A bailarina, por dentro, é uma geografia de contrastes. O equilíbrio que você vê nas pontas é um negociação constante com a gravidade: os músculos das pernas tremem em microfissões, os dedos dos pés — calejados, sim, e muitas vezes deformados, com unhas que nascem e arrancam, com bolhas que viram calos e calos que viram armadura — gritam em silêncio. A pose é um instante sustido entre a dor e a graça.
Seu coração é um relógio de corda muito sensível. Bate acelerado pela adrenalina do palco, mas aprendeu a não fazer barulho. É um coração que ama a música com tanto rigor que às vezes esquece de sentir outra coisa. Guarda solidão, sim, porque a bailarina passa horas na sala de ensaio consigo mesma, repetindo o mesmo passo até que o erro desapareça — e nessa repetição, algo de humano se apaga um pouco, ou se transforma em disciplina feroz.
Na mente dela, durante o dançar, não há poesia contínua. Há contagem. “Um, dois, três, plié, estica, respira, olha o ponto fixo, não pensa na plateia, só no próximo movimento.” Há o medo de cair, a memória muscular que trabalha mais rápido que o pensamento, e de repente um lampejo — uma alegria estranha, um êxtase que não tem nome. Por dentro, ela às vezes flutua. Outras vezes, briga consigo mesma: “Você consegue, você treinou.”
A musculatura torneada, esbelta — sim, é apreciada em cada olhar. Mas ela, cansada, sente mais o peso dos ossos do que a leveza das curvas. O preço que se paga por bailar suavemente inclui: joelhos que estalam, costas que latejam, a fome controlada (ela conhece a balança como ninguém), a menstruação que às some, o isolamento das festas para descansar o corpo, o perfeccionismo que a morde por dentro. A cabeça erguida e o pescoço esguio são um lindo monumento construído sobre noites de insônia e alongamentos que doem como prece.
Será que ela baixa a guarda? Sim. No camarim, depois do espetáculo, quando tira as sapatilhas e vê os pés machucados — ali ela às vezes chora. Ou ri nervoso. Perde a compostura quando erra um passo no ensaio geral e o coreógrafo franze a testa. Ou quando alguém que ela ama diz, sem querer: “Você não parece uma bailarina, parece uma pessoa comum.” Isso desmonta tudo.

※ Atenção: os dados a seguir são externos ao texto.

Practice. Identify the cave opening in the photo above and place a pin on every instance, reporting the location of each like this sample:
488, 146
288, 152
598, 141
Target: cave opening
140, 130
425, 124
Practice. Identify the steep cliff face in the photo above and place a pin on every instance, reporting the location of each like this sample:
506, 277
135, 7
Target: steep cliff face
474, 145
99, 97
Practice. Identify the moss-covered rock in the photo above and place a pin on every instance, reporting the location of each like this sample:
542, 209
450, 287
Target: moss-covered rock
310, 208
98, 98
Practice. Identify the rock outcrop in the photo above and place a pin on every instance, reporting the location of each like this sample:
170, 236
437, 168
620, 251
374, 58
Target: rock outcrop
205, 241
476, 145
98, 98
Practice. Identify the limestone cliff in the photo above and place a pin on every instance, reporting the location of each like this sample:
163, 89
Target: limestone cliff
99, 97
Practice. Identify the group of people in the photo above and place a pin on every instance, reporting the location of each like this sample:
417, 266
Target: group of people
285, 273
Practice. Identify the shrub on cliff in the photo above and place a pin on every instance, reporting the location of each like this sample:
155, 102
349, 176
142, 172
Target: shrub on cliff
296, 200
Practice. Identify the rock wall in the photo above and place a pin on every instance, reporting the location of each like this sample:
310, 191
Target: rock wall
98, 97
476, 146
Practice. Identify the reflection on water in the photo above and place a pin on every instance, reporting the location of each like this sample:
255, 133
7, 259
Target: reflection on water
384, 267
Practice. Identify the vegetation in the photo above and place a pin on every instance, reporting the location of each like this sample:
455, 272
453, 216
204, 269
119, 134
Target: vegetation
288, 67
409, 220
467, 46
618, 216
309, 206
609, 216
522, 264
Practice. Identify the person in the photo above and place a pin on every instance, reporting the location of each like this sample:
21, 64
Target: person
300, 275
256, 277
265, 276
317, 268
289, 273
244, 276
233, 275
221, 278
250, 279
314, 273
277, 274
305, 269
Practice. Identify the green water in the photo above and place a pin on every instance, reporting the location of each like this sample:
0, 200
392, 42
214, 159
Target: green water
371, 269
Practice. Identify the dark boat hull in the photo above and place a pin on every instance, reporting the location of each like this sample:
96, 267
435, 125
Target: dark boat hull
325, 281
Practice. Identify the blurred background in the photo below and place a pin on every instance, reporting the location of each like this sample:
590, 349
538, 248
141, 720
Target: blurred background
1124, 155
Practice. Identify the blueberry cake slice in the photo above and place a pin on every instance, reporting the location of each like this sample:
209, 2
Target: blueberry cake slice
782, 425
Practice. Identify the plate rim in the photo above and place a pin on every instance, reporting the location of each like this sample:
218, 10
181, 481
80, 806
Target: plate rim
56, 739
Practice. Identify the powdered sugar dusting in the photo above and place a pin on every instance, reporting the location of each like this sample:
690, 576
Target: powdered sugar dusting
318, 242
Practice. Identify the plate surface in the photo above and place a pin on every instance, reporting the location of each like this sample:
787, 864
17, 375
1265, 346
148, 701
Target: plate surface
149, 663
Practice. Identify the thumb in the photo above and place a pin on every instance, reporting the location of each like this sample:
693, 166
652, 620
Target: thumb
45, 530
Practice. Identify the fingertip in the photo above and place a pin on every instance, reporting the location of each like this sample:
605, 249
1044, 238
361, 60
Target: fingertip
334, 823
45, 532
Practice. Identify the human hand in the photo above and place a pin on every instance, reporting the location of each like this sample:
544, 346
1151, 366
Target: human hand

Como é a bailarina sem sapatilhas e saia de tules? Ela anda desengonçada, esbarra em quinas, tem o andar torto porque os pés doem. Usa meias felpudas e moletom largo. Dorme de conchinha com um travesseiro entre os joelhos. Espirra alto. Às vezes coça a coça com uma unha suja de terra. Ri de piada besta. Conta fofoca do teatro: “Você não vai acreditar no que a solista fez na festa de fim de ano…” Fala palavrão quando derruba café na partitura. Come hambúrguer escondida e depois sente culpa — ou não, depende do dia.
Gosta dos cabelos soltos ao vento, sim, mas só fora do espetáculo; dentro do coque, a cabeça pesa. Tem dor de barriga antes da estreia. Coceira na meia-calça numa sexta-feira chuvosa. Frio nos bastidores, calor sob os refletores. É humana até os dentes.
Quem é essa bailarina afinal?
É uma menina que um dia olhou espelho e quis voar. Que trocou partes de si pelo aplauso. Que aprendeu que perfeição e felicidade nem sempre dançam juntas. Que todos admiram no palco sem saber que ali também há um abismo — mas que nesse abismo, algumas noites, nascem estrelas.
Quando a peça termina, ela é alguém que tira a maquiagem, penteia os nós dos cabelos soltos, come um chocolate na cama e respira fundo. Amanhã tem ensaio. E ela vai voltar a dançar — porque, por dentro, a bailarina não sabe viver inteiramente sem essa dor bonita.